Scotland is plagued with over 50,000 drug addicts and one of the roots of this addiction is the opium poppy. In this second episode, actor Brian Cox travels to China to discover how the seeds of this modern-day addiction were planted during the height of Britain's trading empire. Since then opium has fuelled the world's largest drug-smuggling operation, earned vast fortunes, triggered war with China and inspired medical breakthroughs. Brian Cox reveals how Britain unleashed the most dangerous of addictions on the world, and how the consequences still haunt us today.

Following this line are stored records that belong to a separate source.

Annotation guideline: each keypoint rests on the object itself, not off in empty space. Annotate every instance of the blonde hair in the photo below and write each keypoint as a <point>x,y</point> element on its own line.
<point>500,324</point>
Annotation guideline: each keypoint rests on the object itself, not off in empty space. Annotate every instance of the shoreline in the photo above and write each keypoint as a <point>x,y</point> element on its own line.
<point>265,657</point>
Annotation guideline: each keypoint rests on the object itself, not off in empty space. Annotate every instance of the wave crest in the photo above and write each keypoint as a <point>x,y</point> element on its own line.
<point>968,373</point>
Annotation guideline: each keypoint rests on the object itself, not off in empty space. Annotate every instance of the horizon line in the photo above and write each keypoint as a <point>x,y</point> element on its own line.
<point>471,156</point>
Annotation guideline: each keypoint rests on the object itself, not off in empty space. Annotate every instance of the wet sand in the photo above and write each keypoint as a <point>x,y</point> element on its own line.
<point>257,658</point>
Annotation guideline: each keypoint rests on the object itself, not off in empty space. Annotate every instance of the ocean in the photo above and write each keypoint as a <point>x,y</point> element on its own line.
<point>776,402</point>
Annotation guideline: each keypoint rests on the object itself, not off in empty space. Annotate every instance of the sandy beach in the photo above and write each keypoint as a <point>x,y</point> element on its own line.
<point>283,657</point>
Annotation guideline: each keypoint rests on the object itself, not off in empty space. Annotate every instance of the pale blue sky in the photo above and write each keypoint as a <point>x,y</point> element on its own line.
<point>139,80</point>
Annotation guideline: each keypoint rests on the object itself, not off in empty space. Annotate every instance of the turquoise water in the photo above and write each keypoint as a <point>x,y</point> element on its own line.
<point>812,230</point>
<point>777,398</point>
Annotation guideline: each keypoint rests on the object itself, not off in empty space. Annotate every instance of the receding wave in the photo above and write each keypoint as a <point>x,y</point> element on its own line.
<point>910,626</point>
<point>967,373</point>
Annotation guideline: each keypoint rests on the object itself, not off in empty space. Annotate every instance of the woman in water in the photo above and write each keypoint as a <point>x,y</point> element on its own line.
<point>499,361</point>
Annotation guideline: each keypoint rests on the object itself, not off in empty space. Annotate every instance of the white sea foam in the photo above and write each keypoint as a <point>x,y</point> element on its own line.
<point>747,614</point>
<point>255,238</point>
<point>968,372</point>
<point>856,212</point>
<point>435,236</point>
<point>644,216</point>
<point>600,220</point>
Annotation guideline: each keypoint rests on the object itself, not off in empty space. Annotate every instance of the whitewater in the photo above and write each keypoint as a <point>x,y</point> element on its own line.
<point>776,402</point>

Growing up in the streets of Dundee, actor Brian Cox was surrounded by tobacco. His entire family either smoked it or chewed it and yet Brian reveals, he never took up the habit. To find out why not, Brian travels to Virginia in the US to discover how the habit of smoking kick-started the British Empire and created a global market of addicts. Brian discovers how manufacturers conspired to make cigarettes the optimal nicotine delivery system and that the Nazis were the first to make the link between smoking and lung cancer. Brian also takes a gene test which reveals just why he never took up the habit.
Today, whisky is a source of Scottish pride; it's one of the UK's few growth industries. In this last episode, actor Brian Cox reveals how whisky was born and shaped in opposition to the British tax system, and how that history forged the character of Scotland's national drink. But as he discovers, during the 19th century, addiction became a huge social problem with Scots drinking around six million gallons every year to escape the often unbearable conditions of their urban lives. The Scots reputation for hard drinking was born, an image Scotland struggles with to this day.